An Illinois-based meat processing company and its temporary staffing agency resolved a lawsuit alleging the companies conspired to discriminate against Black job applicants.

Illinois Attorney General Kwame Raoul on Oct. 14 announced consent decrees resolving his lawsuit involving Mistica Foods and Specialized Staffing; the lawsuit alleged a pattern of discrimination against Black workers and job applicants who sought employment at Mistica through Specialized.

Mistica, a meat processing company with facilities in Addison and Lyons, Illinois, hires workers indirectly through temporary staffing agencies, including Specialized, an Illinois-based temporary staffing agency. The alleged discriminatory conduct resulted in hundreds of Black workers and job applicants being denied gainful employment at Mistica, according to Raoul.

The lawsuit alleged that over the course of at least four years, Mistica has instructed its temporary staffing agencies not to assign Black workers to Mistica and that Specialized Staffing, which supplied the majority of Mistica’s workforce, has complied with these discriminatory requests. According to the lawsuit, Mistica supervisors made negative comments about the work ethic of Black individuals and expressed to Specialized that the company’s preference was not to hire Black individuals. The lawsuit also alleges that when Specialized assigned Black workers to Mistica, the company dismissed them without giving a reason.

“The discriminatory treatment by Mistica resulted in an intimidating and hostile working environment for those African-American laborers assigned to Mistica,” the lawsuit stated. “African-American laborers who complained about discriminatory treatment by Mistica supervisors were asked not to return to Mistica facilities. Thus, the culture at Mistica facilities was such that if African-American laborers raised issues with Mistica supervisors, this marked the end of their work at Mistica and possibly the end of their employment with their respective staffing agency for the foreseeable future.”

Mistica will pay $270,000 in civil penalties under the consent decrees and Specialized will pay $180,000. Both Mistica and Specialized are also required to take steps to increase the number of Black employees assigned to Mistica, including participating in career fairs at predominantly Black communities and advertising job openings on radio stations with predominantly Black listeners.

Both firms are also required to follow model record-keeping practices designed to track the race of workers assigned to Mistica, as well as the applicants that Specialized considers for assignment to Mistica. Mistica has agreed to do business only with staffing agencies that follow those record-keeping practices.
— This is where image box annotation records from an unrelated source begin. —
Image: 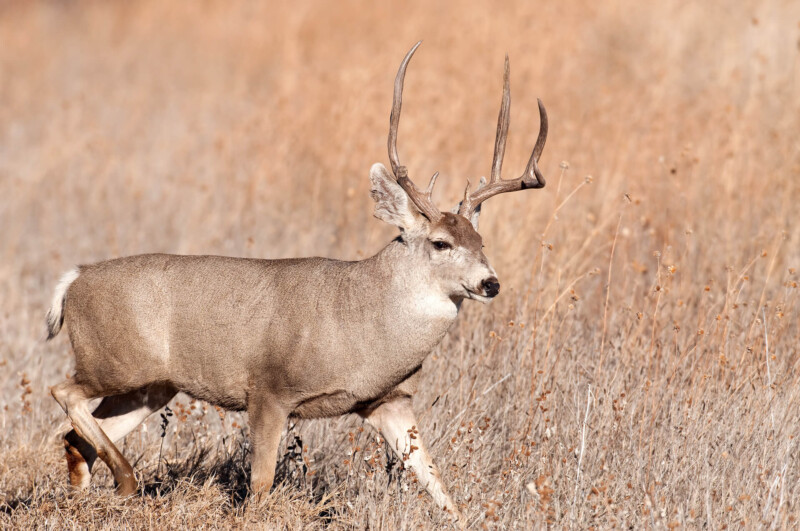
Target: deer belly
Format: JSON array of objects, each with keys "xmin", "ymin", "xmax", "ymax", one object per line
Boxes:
[{"xmin": 292, "ymin": 389, "xmax": 370, "ymax": 419}]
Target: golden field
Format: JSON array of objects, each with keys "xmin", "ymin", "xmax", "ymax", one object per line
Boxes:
[{"xmin": 0, "ymin": 1, "xmax": 800, "ymax": 529}]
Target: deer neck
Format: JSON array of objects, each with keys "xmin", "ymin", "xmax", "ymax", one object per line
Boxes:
[{"xmin": 365, "ymin": 238, "xmax": 461, "ymax": 332}]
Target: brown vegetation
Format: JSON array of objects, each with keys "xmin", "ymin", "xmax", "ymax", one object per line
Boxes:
[{"xmin": 0, "ymin": 1, "xmax": 800, "ymax": 529}]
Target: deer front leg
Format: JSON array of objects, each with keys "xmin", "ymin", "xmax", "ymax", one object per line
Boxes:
[
  {"xmin": 247, "ymin": 395, "xmax": 287, "ymax": 499},
  {"xmin": 359, "ymin": 396, "xmax": 463, "ymax": 522}
]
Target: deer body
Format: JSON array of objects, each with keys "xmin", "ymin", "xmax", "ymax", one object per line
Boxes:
[
  {"xmin": 64, "ymin": 249, "xmax": 457, "ymax": 417},
  {"xmin": 47, "ymin": 43, "xmax": 547, "ymax": 518}
]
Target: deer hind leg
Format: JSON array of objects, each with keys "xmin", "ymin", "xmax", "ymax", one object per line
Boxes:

Mistica and Specialized are also obligated to follow strict reporting requirements for the duration of the consent decrees that will allow the Attorney General’s office to monitor the companies’ compliance. In addition, employees and supervisors at both companies will be required to undergo bias trainings.

“Using temporary staffing agencies to engage in race-based discrimination unfairly keeps entire communities out of the labor market and denies them the opportunity earn a fair wage,” Raoul said. “I am committed to taking action to stop pervasive discrimination wherever we find it, because Illinois workers should have equal opportunities for employment regardless of race, sex, or other protected grounds — particularly at a time when many residents are unemployed or underemployed as a result of the pandemic.”